"Nie mam żadnej przyjemności pisać ciągle o błędach związanych z szeroko pojętą promocją miasta (wydawnictwa, strona internetowa miasta, herby, flagi itd.) Chciałoby się pisać o ciekawej historii Oleśnicy, która jest ciągle jeszcze niezbadana. Niestety, powstanie kolejnego medalionu na Kolumnie Złotych Godów zmusza mnie do tego. Chciałbym wiedzieć z czyjej winy na tym medalionie jest zbyt dużo błędów heraldycznych i kto powinien zapłacić za usunięcie medalionu z pomnika" - napisał dr Marek Nienałtowski.
Zarzuca on burmistrzowi, że uniemożliwił mu wykonanie kolejnego projektu medalionu w ramach Oleśnickiego Budżetu Obywatelskiego, i postanowiła, że trzy kolejne władze miasta wykonają same. "Gdyby nie jego działanie - już istniałby trzeci medalion i to bez błędów" - uważa historyk Oleśnicy.

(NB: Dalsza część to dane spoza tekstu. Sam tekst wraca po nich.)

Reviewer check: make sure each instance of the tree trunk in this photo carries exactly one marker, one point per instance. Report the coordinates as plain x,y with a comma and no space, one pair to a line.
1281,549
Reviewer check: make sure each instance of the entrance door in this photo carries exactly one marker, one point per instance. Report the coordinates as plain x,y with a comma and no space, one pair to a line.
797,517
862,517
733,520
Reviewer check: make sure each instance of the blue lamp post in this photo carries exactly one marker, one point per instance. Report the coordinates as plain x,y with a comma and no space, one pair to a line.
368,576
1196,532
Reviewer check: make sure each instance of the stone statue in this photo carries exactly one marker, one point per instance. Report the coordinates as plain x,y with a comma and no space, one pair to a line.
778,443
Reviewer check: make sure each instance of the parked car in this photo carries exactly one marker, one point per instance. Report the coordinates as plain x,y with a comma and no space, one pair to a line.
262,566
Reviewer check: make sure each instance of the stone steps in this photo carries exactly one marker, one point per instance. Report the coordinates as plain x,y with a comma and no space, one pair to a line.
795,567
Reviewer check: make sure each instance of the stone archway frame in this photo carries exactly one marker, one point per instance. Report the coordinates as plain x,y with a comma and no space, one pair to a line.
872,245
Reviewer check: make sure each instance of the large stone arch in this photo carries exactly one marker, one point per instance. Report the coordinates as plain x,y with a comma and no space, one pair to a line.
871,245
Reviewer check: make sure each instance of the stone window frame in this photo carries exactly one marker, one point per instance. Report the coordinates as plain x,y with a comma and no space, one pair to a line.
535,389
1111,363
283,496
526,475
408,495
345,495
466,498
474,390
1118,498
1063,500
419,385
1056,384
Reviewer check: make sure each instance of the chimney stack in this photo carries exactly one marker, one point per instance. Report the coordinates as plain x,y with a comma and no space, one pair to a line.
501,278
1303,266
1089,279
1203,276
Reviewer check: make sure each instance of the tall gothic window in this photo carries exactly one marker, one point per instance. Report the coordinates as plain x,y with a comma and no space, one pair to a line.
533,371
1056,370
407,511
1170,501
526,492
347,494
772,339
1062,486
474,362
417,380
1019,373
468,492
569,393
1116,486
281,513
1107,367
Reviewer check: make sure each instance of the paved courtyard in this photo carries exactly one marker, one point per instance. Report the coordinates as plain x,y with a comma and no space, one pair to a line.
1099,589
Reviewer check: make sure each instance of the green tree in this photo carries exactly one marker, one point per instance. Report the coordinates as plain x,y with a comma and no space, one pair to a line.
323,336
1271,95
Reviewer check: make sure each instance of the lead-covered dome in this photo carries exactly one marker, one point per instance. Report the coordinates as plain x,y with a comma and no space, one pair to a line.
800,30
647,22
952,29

W swojej publikacji na olesnica.org. wytyka kilkanaście błędów heraldycznych i historycznych. "Osobiście byłem zaszokowany błędami na medalionie, bo projektantka miała informacje o herbie Solms-Laubach prosto z Muzeum Solms. Ja również projektantce wysłałem swój wstępny projekt herbu, na którym były dobrze widoczne poszczególne składowe elementy herbu. Cieszyłem się, że pojawi się nowy medalion. Myślę, że może projektantce zabrakło czasu, a może były inne naciski na zmianę projektu (musiała mieć zgodę Wojewódzkiego Konserwatora Zabytków)" - stwierdza Nienałtowski.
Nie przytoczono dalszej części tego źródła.